Mataram (ANTARA News) - Sekitar 140 anggota Jemaat Ahmadiyah Indonesia (JAI) Nusa Tenggara Barat (NTB) bershalat tarawih di pengungsian yang didiaminya sejak 2006 lalu.

Sejak rumah di Gegerung, Kecamatan Lingsar, Kabupaten Lombok Barat, dirusak dan dibakar masa tahun 2006, sampai sekarang mereka bertahan di asrama Transito, Majeluk, Mataram, karena belum berani pulang.

Jamiludin salah seorang JAI mengatakan, semua aktifitas keagamaan di lakukan di pengungsian termasuk shalat jumat, karena jumlah warga ahmadiyah dinilai cukup semukim, atau memenuhi syarat untuk mengadakan shalat Jumat.

Selama di pengungsian, mereka hanya mendapat batuan beras sekitar setahun dan setelah itu bantuan tidak ada lagi. Mereka mencari nafkah sebagai tukang batu dan tukang ojek untuk menyambung hidup.

"Puluhan JAI ingin kembali ke kampung halamannya, namun masih takut, karena tidak ada jaminan keamanan dari pemerintanh," jelasnya.

"Keberadaan pengungsi JAI yang menempati asrama Transito, Majeluk, Mataram, membuat calon transmigran kurang nyaman," kata Kepala Bidang Penyiapan Pemukiman dan Penempatan, Dinas Tenaga Kerja dan Transmigrasi NTB, H. Syarifuddin.

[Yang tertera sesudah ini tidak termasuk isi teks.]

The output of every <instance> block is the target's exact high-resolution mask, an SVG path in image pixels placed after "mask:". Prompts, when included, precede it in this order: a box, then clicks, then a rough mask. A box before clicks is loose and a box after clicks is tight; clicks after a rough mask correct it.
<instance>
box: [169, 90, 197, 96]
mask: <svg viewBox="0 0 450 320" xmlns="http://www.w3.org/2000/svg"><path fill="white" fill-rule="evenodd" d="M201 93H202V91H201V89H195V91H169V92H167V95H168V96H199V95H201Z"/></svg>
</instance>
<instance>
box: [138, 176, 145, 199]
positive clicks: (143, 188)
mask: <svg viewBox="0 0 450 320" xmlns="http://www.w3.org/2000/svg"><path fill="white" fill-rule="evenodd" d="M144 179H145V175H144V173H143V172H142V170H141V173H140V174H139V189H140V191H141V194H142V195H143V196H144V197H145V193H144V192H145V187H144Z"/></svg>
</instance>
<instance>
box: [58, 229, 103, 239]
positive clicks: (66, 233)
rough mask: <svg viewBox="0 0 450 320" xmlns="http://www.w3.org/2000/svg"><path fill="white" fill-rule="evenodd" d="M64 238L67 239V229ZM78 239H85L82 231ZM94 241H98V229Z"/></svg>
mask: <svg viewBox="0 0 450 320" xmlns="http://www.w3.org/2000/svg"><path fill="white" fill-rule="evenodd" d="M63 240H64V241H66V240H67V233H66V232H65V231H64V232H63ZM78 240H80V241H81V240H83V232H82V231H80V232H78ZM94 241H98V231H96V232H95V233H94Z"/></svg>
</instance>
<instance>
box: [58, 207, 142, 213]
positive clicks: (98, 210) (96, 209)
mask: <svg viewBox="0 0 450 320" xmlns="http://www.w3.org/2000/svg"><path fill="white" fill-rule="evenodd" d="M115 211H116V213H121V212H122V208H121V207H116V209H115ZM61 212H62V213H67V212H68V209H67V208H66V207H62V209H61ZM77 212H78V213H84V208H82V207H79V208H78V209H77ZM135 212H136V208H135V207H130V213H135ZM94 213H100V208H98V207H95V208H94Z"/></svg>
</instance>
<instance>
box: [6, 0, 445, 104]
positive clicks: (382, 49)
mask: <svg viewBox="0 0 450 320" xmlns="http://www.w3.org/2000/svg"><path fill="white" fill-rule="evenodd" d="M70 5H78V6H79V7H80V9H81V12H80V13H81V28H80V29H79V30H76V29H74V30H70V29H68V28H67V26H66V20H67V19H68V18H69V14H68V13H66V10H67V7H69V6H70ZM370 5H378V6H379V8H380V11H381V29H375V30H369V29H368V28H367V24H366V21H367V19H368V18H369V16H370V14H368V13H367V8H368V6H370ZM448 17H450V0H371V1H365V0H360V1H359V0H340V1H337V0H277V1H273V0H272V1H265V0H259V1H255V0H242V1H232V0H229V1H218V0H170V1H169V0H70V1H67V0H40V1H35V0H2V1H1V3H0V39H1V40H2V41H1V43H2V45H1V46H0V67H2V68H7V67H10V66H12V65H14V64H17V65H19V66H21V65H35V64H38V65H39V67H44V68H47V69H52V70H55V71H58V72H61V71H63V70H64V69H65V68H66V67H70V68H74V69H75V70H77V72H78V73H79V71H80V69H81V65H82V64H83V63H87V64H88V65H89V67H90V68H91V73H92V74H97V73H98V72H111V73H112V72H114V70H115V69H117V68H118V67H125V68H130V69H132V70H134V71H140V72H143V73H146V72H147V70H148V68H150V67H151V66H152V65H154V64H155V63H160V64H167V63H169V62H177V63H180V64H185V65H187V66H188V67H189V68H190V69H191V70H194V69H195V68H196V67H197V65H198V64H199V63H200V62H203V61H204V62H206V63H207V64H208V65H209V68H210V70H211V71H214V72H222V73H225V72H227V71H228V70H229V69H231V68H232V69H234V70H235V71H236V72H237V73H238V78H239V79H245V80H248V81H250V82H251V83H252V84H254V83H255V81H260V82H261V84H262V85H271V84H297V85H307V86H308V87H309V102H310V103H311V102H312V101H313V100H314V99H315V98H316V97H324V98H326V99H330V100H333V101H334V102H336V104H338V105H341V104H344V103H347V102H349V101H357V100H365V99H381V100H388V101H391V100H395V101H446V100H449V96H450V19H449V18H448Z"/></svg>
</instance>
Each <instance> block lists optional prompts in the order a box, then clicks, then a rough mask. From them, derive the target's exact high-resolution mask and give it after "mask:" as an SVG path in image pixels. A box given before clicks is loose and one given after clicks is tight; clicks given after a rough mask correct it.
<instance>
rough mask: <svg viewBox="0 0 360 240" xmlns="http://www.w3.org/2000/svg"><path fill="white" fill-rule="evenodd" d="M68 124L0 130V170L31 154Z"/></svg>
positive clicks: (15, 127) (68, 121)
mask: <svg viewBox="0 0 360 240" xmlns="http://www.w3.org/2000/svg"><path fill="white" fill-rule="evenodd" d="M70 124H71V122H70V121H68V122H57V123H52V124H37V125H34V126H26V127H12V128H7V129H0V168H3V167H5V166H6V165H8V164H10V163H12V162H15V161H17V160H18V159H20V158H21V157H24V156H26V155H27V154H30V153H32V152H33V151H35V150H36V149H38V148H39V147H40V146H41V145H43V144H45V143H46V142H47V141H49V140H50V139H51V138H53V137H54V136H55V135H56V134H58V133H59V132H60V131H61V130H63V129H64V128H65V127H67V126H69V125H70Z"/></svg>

Sejak Jemaat Ahmadiyah menempati asrata Transito, sejak itu pula asrama tidak terurus sehingga sejumlah kamar mandi dan beberapa ruang operasional rusak.

Asrama Transito sangat bermanfaat untuk menampung calon transmigran terutama yang akan dimukimkan ke luar NTB, karena di asrama calon transmigran mendapat pembekalan termasuk latihan keterampilan.

"Calon trans yang akan dimukinkan ditempatkan pada blok yang lain, namun ketika ada pelatihan sangat terganggu, karena mereka terkadang ribut," katanya.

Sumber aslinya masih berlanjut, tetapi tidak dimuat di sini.